The Federal Reserve Board is showing no signs of backing down on its loan officer compensation rule despite congressional requests and industry lawsuits to delay the April 1 effective date.
The Fed believes it has the law on its side, arguing that Congress basically codified the compensation rule in 2010 as part of the Dodd-Frank Act.
The Fed has struggled since 2007 to come up with a way to address abuses associated with yield-spread premiums and other payments that incentivized loan officers and brokers to steer borrowers into higher-cost and risky subprime loans during the housing boom.
Finally, in August 2009 the Fed came out with a proposed rule that prohibited lenders from basing compensation on the terms or conditions of the loan, except for the loan amount. This means compensation cannot be based on the interest rate of the loan, whether it is an adjustable- or fixed-rate mortgage, or whether it has a prepayment penalty. (Previously, loan terms could be manipulated to increase an LO's compensation at the consumer's expense.)
Just before the Fed finalized the compensation rule last summer, Congress passed the Dodd-Frank bill, which included similar LO compensation restrictions. Passage of the bill gave the Fed a strong signal to move ahead with the final rule, according to Fed senior attorney Paul Mondor.
"We looked at each other and said, 'Congress has stamped an imprimatur on our rulemaking.' It effectively codifies the board's final rule," Mondor said. He made this comment during a March 17 Fed webinar on the compensation rule.
Krista Kully, an attorney with K&L Gates in Washington, said Fed officials fully expect the rule will go into effect April 1. "They feel they were emboldened to finalize the rule by Congress," she said.
With such conviction, the Fed has taken a hard line on compliance issues and repeatedly rejected industry proposals that would allow more flexibility.
In particular, the central bank has taken a hard line when it comes to compensating branch managers who originate loans, ruling that they must be paid like other LOs and cannot participate in profit sharing plans.
The Fed's standard is so tight that even "nonproducing" managers can run afoul of the rule if they pitch in during crush times and originate a loan. At many companies branch managers also are top producers, earning a high level of compensation. Going forward, banks and mortgage companies are likely to pay these managers a salary and bonuses based on their individual loan volume or other allowable criteria.
But there are concerns that lenders will make adjustments so branch managers don't see a reduction in pay.
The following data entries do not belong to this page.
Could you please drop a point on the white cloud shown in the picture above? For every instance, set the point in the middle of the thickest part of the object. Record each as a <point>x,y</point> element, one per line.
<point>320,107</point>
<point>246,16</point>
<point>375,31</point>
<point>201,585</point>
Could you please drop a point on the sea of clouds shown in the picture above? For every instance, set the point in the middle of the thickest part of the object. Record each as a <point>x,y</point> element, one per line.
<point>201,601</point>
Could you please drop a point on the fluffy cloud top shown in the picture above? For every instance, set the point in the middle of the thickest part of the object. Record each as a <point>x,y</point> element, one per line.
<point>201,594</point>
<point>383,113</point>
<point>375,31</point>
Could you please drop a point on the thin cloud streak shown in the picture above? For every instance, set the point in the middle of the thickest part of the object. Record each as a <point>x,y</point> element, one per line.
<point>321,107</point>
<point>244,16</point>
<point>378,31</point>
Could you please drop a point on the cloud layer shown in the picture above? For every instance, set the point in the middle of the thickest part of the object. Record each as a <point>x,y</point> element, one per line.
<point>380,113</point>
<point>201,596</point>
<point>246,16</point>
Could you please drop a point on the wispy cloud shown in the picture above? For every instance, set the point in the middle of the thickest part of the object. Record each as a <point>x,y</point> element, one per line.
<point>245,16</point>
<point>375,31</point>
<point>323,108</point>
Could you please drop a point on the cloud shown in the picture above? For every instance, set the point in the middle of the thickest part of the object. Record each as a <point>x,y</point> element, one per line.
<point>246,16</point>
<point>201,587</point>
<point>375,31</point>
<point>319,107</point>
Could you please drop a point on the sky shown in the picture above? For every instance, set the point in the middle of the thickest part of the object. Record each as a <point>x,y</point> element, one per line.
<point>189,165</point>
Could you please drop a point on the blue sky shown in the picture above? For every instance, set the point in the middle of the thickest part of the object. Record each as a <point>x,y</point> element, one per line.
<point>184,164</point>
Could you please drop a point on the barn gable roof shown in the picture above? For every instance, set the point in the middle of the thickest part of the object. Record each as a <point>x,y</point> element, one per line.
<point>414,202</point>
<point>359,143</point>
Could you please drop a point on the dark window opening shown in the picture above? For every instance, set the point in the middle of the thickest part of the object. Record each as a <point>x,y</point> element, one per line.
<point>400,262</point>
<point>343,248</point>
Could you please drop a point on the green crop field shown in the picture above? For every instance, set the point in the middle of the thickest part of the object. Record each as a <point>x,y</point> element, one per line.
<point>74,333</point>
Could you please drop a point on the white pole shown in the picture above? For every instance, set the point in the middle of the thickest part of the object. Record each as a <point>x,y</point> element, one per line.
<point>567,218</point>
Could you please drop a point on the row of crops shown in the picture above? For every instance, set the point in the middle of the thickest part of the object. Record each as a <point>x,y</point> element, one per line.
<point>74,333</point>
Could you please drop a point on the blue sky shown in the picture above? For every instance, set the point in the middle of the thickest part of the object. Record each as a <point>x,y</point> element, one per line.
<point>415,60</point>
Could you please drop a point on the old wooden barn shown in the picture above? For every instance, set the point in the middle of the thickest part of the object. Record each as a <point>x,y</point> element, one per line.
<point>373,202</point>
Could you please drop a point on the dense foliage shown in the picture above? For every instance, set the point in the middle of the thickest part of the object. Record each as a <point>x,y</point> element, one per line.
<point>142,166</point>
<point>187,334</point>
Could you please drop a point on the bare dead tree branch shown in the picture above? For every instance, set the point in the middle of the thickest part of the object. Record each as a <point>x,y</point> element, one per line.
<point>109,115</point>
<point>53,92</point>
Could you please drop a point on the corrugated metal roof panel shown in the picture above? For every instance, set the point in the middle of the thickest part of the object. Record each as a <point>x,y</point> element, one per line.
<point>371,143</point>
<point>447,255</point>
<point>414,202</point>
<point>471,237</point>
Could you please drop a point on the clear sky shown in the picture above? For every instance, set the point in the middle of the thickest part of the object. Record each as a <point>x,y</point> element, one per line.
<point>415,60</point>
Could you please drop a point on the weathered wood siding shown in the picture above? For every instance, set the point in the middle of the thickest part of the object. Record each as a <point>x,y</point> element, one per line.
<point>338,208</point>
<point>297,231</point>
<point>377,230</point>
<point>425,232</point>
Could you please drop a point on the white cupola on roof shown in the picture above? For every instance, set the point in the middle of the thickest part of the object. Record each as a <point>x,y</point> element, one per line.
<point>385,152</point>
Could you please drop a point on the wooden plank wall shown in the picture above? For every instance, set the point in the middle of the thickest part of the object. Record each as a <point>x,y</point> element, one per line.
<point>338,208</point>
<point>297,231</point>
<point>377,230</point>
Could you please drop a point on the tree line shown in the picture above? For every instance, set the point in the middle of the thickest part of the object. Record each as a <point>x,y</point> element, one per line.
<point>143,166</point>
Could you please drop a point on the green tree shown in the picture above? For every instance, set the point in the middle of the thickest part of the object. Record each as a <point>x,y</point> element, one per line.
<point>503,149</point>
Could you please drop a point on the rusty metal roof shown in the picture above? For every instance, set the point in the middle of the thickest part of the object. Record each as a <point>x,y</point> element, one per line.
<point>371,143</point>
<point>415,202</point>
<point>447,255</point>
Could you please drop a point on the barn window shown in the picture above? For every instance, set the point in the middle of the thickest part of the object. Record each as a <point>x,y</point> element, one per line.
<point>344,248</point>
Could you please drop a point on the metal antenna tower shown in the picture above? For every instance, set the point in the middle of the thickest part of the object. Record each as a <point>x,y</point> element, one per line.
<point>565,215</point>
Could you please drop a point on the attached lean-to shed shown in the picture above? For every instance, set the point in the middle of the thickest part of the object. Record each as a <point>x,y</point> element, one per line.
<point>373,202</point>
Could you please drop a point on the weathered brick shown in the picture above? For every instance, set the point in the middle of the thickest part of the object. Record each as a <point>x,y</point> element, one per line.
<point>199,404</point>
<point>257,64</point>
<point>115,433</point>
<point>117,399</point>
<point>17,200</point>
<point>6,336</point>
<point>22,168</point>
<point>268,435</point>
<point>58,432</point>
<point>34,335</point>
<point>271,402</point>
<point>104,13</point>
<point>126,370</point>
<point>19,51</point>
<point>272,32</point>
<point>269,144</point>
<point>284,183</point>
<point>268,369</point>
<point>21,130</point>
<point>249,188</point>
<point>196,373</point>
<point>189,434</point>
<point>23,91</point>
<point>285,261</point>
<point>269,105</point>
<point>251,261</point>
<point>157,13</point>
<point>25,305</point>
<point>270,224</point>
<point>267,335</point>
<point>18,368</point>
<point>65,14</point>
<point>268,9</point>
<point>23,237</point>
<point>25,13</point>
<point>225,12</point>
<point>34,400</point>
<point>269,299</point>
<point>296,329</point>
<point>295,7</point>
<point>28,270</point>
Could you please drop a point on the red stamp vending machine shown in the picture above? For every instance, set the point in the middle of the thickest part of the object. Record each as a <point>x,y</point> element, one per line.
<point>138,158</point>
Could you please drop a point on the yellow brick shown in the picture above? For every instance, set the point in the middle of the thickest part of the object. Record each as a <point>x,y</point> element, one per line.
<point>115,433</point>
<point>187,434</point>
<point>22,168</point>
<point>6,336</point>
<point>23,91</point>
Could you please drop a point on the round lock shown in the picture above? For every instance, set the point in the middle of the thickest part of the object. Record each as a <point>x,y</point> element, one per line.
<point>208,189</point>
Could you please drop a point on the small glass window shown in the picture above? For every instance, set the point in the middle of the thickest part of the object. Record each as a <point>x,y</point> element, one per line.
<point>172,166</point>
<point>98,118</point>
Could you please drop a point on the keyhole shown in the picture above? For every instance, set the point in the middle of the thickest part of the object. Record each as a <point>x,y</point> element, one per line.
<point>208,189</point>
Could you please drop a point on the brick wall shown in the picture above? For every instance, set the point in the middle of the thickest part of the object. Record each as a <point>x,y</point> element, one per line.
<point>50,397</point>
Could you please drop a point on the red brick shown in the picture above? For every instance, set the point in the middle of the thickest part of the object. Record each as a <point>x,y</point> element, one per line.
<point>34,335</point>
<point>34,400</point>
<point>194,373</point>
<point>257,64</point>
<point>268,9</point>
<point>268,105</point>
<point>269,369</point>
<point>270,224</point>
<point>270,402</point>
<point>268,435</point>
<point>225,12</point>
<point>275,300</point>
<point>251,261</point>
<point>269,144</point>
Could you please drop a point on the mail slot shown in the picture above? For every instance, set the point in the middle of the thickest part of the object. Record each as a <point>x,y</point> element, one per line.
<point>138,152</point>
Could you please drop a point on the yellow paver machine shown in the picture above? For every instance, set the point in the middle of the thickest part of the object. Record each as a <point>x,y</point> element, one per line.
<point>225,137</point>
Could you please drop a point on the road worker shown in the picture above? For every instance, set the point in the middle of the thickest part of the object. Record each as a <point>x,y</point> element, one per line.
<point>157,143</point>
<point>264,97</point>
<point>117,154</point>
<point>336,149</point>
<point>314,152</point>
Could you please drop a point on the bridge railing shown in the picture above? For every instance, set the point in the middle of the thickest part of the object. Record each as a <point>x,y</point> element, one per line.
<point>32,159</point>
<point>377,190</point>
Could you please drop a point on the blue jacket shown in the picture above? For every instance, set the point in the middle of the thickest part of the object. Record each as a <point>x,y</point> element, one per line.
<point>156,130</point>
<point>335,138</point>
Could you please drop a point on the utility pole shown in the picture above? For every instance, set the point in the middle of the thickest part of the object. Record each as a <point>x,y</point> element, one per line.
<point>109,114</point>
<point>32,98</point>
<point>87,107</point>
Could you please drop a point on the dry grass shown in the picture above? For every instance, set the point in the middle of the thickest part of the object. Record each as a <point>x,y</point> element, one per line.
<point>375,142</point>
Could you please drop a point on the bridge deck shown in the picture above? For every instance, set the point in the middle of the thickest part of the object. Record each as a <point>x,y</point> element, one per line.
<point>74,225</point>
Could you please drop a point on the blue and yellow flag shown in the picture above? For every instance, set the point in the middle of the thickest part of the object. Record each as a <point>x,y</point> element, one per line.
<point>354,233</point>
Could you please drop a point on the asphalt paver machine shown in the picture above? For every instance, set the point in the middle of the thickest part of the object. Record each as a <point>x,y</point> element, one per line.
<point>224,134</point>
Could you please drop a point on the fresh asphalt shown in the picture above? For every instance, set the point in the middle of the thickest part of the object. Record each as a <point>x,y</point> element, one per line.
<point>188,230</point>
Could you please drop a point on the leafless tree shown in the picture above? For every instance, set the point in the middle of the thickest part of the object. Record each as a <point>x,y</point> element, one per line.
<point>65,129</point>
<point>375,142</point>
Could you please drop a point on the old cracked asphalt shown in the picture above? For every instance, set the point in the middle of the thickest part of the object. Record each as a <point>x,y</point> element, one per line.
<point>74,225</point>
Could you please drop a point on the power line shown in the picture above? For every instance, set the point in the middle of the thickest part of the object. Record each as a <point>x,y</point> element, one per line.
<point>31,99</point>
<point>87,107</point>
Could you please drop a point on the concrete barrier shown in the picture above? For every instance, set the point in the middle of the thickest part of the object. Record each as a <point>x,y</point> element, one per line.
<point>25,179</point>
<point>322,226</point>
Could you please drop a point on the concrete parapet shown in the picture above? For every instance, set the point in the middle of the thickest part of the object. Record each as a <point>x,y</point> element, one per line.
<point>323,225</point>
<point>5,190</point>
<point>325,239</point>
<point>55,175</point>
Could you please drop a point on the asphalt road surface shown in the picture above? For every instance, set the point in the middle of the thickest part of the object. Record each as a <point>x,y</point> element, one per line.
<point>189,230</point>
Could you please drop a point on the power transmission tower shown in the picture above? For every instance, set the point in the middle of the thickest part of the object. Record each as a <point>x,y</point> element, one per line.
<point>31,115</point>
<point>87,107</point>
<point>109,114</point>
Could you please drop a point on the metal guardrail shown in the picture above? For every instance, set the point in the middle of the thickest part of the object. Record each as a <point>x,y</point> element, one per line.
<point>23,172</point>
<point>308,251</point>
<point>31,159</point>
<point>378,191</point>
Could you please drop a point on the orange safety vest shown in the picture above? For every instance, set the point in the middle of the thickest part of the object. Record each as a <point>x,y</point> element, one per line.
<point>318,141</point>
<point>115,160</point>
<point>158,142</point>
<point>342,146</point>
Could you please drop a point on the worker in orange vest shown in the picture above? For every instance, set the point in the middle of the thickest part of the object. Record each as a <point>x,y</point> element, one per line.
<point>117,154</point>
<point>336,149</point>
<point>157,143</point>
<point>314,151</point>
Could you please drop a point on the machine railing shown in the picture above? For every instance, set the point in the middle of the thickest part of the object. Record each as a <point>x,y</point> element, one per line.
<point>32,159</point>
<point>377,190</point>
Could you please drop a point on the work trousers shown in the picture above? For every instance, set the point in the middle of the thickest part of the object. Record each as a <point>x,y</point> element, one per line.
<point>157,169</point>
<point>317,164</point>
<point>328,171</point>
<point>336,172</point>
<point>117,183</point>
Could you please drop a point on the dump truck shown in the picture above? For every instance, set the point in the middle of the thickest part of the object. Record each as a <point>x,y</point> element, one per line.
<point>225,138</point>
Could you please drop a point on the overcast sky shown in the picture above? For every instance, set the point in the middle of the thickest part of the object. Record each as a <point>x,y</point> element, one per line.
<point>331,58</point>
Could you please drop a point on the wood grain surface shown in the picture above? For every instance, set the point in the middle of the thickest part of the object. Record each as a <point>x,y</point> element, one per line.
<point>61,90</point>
Companies will have to be careful that those adjustments aren't a proxy for profit sharing and violate the Truth in Lending Act rule.
Fed staffers also made it clear during the webinar that a company can offer different pay scales. For example, one LO can earn 100 basis points, with another earning 85. "In sum, creditors don't need to pay all loan originators the same," said one Fed attorney.
During the webinar the agency discussed an industry proposal to create "point banks" but shot down the idea. "We have yet to hear a variation on the theme of point banks that we think really can succeed under this rule," Mondor said.
Lenders proposed taking 10 basis points from every loan transaction (or overages) to fund the point bank. After reviewing the proposals, Fed staff concluded that overages are tied to the terms and conditions of a loan, which would violate the new compensation rule.
The idea behind point banks is to give loan officers the flexibility to grant pricing concessions to borrowers. Currently, an LO can reduce compensation to persuade a borrower to take out a mortgage.
However, it is a violation of the Fed's rule to raise or lower the LO's compensation from one loan transaction to the next.
Fed staffers said taking 10 bps from every loan transaction amounts to spending an LO's previously earned compensation—and this, too, violates the rule because the LO is bearing the cost of the price concession. "The only one that can bear the cost of a pricing concession is the creditor," Mondor said.
This interpretation also makes it difficult for managers to penalize LOs for mistakes and errors. The Fed has ruled that mortgage companies cannot dock a loan officer's compensation if they incorrectly calculate closing costs and exceed the tolerances of the RESPA good-faith estimate disclosure.
If RESPA "forces you" to lower the closing costs to the consumer—that's a pricing concession to the consumer," Mondor said. "A loan officer or originator cannot be made to bear that cost," he added.
The American Bankers Association disagrees with that interpretation, according to senior vice president Rod Alba. The penalty is "not based on terms or conditions," he said. It is based on "someone violating the regulation."
The lack of flexibility also makes it difficult for lenders participating in state affordable housing programs. State housing finance agencies finance mortgages for first-time homebuyers through tax-exempt bonds. On these loans the origination fees are very thin.
Lenders generally reduce an LO's compensation on such transactions—but now it appears that such maneuver would violate the Fed's rule starting April 1. "It is causing a lot of lenders to reconsider whether they can participate in these state programs any more," one industry source said.